Interestingly, there is no simple relationship between the quality of the cut and the price of the diamond. In fact, “Ideal” diamonds tend to be cheapest.

3.2.4 Adding error bars

We often don’t just want to show the means but also give a sense for how much the data varies. ggplot2 has some convenient ways of specifying error bars. Let’s take a look at how much price varies as a function of clarity (another variable in our diamonds data frame).

ggplot(data = df.diamonds,
       mapping = aes(x = clarity,
                     y = price)) +
  stat_summary(fun.data = "mean_cl_boot",
               geom = "pointrange") 
Relationship between diamond clarity and price. Error bars indicate 95% bootstrapped confidence intervals.

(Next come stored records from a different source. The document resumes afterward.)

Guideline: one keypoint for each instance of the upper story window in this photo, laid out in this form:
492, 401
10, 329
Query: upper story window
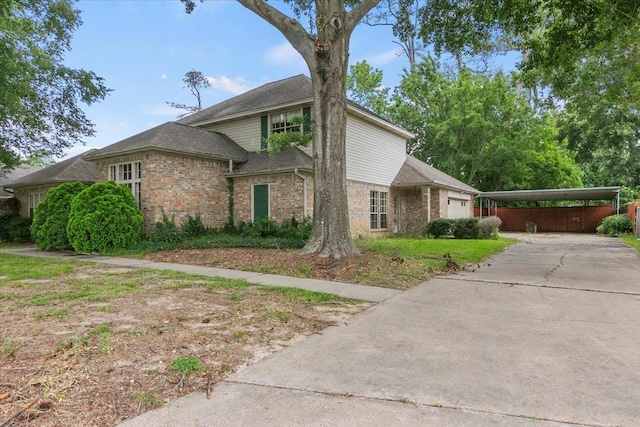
282, 122
34, 201
129, 174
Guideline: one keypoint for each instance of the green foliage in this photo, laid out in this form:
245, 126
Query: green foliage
489, 226
480, 130
465, 228
186, 365
364, 86
49, 228
104, 217
439, 227
39, 95
615, 225
5, 221
278, 142
20, 229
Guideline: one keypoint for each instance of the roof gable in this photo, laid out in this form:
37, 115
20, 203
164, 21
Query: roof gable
177, 138
14, 175
282, 92
289, 159
76, 168
415, 172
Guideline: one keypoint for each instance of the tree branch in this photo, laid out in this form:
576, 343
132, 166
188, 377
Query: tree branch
357, 14
295, 33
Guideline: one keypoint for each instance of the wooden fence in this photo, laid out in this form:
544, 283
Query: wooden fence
580, 219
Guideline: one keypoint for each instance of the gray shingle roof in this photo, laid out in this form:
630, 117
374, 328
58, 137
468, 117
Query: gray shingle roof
14, 175
281, 92
262, 162
415, 172
76, 168
177, 138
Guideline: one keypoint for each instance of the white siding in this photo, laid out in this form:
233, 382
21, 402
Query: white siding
245, 132
374, 155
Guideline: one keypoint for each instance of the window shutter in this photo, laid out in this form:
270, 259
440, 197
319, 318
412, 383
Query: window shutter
306, 115
264, 128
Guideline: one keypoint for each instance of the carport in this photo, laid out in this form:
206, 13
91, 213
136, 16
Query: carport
582, 218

Figure 3.3: Relationship between diamond clarity and price. Error bars indicate 95% bootstrapped confidence intervals.

Here we have it. The average price of our diamonds for different levels of clarity together with bootstrapped 95% confidence intervals. How do we know that we have 95% confidence intervals? That’s what mean_cl_boot() computes as a default. Let’s take a look at that function:

help(mean_cl_boot)

Note that I had to use the fun.data = argument here instead of fun = because the mean_cl_boot() function produces three data points for each value of the x-axis (the mean, lower, and upper confidence interval).

3.2.5 Order matters

The order in which we add geoms to a ggplot matters! Generally, we want to plot error bars before the points that represent the means. To illustrate, let’s set the color in which we show the means to “red”.

ggplot(df.diamonds,
       aes(x = clarity,
           y = price)) +
  stat_summary(fun.data = "mean_cl_boot",
               geom = "linerange") +
  stat_summary(fun = "mean",
               geom = "point",
               color = "red")
This figure looks good. Error bars and means are drawn in the correct order.

Figure 3.4: This figure looks good. Error bars and means are drawn in the correct order.

Figure 3.4 looks good.

# I've changed the order in which the means and error bars are drawn.
ggplot(df.diamonds,
       aes(x = clarity,
           y = price)) +
  stat_summary(fun = "mean",
               geom = "point",
               color = "red") +
  stat_summary(fun.data = "mean_cl_boot",
               geom = "linerange")
This figure looks bad. Error bars and means are drawn in the incorrect order.

Figure 3.5: This figure looks bad. Error bars and means are drawn in the incorrect order.

Figure 3.5 doesn’t look good. The error bars are on top of the points that represent the means.

One cool feature about using stat_summary() is that we did not have to change anything about the data frame that we used to make the plots. We directly used our raw data instead of having to make separate data frames that contain the relevant information (such as the means and the confidence intervals).

That’s all for now! Believe it or not, we have just scratched the surface of visualization with ggplot2. In the assignment, we will rehash the basic points from this lesson. Remember that Google is your friend! When you don’t know how to do something - for example giving an axis a label - search something like “How to label x axis in ggplot2”. Stack Overflow is a great resource.